Technical Indicators

A momentum oscillator that measures the percentage change in price between the current period and a specified number of periods ago. Positive values indicate upward momentum; negative values indicate downward momentum.

What Is the Rate of Change?

The Rate of Change (ROC) indicator calculates how much the price has changed relative to a past period, expressed as a percentage. The formula is straightforward: ROC = ((Current Price - Price N periods ago) / Price N periods ago) x 100. A ROC of +2.0 means price is 2% higher than N periods ago. A ROC of -1.5 means price is 1.5% lower. The default lookback period is typically 12 or 14.

Interpreting ROC

ROC oscillates around zero. When ROC crosses above zero, upward momentum is beginning. When it crosses below zero, downward momentum is taking hold. Extreme ROC readings (historically high or low for the pair) suggest an overextended move that may revert. On EUR/USD, track the 14-day ROC and compare it to its own 1-year range to identify when momentum is at an extreme.
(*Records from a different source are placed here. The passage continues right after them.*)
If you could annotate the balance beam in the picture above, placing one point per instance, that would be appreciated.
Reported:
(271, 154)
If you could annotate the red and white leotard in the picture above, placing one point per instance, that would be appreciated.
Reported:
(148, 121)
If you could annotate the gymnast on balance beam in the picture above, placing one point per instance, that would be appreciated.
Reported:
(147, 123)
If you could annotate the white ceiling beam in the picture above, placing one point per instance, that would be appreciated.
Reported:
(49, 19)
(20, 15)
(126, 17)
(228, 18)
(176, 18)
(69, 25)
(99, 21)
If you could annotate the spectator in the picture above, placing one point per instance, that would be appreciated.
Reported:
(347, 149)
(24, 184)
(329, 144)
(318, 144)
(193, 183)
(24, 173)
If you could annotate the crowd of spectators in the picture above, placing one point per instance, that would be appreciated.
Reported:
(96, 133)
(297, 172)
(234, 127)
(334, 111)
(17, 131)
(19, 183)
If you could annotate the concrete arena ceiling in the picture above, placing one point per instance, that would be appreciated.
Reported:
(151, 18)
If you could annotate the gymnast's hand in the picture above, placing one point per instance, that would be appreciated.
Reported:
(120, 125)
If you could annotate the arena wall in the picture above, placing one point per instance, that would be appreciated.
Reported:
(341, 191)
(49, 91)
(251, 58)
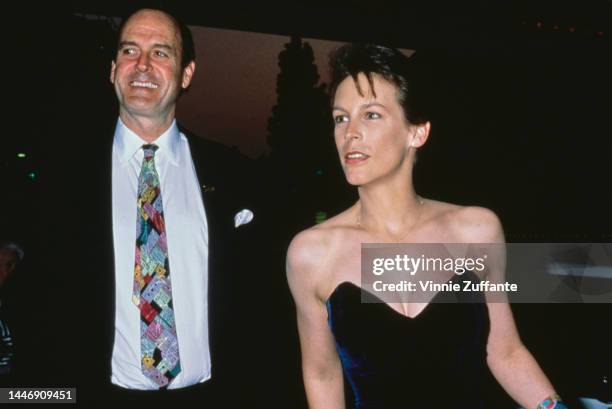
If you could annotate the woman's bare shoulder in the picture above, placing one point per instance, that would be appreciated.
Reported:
(311, 250)
(470, 224)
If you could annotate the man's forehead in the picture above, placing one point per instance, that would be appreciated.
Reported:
(152, 24)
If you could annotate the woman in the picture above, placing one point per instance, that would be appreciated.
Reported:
(401, 355)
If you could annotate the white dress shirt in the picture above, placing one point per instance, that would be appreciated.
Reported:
(187, 235)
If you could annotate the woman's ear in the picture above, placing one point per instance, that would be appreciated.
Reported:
(420, 135)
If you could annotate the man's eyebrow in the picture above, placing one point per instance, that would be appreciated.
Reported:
(156, 45)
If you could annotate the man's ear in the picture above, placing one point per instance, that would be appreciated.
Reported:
(188, 74)
(113, 67)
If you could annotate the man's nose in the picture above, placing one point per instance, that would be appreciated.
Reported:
(143, 63)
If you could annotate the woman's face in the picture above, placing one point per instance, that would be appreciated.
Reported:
(372, 136)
Key fact: ROC divergence from price is one of the clearest momentum warnings. If GBP/USD makes a new weekly high but ROC makes a lower high, the advance is losing steam. This divergence often precedes a reversal by 3-7 bars.

ROC vs. Other Momentum Indicators

ROC and the Momentum Indicator measure the same concept differently. ROC uses percentage change, making it comparable across different pairs and timeframes. The RSI (Relative Strength Index) normalizes momentum to a 0-100 scale. ROC's advantage is its simplicity and unbounded nature, which makes extreme readings easier to spot. Its disadvantage is no fixed overbought/oversold thresholds. Use ROC for momentum confirmation alongside a trend indicator like MACD (Moving Average Convergence Divergence) or a Moving Average system.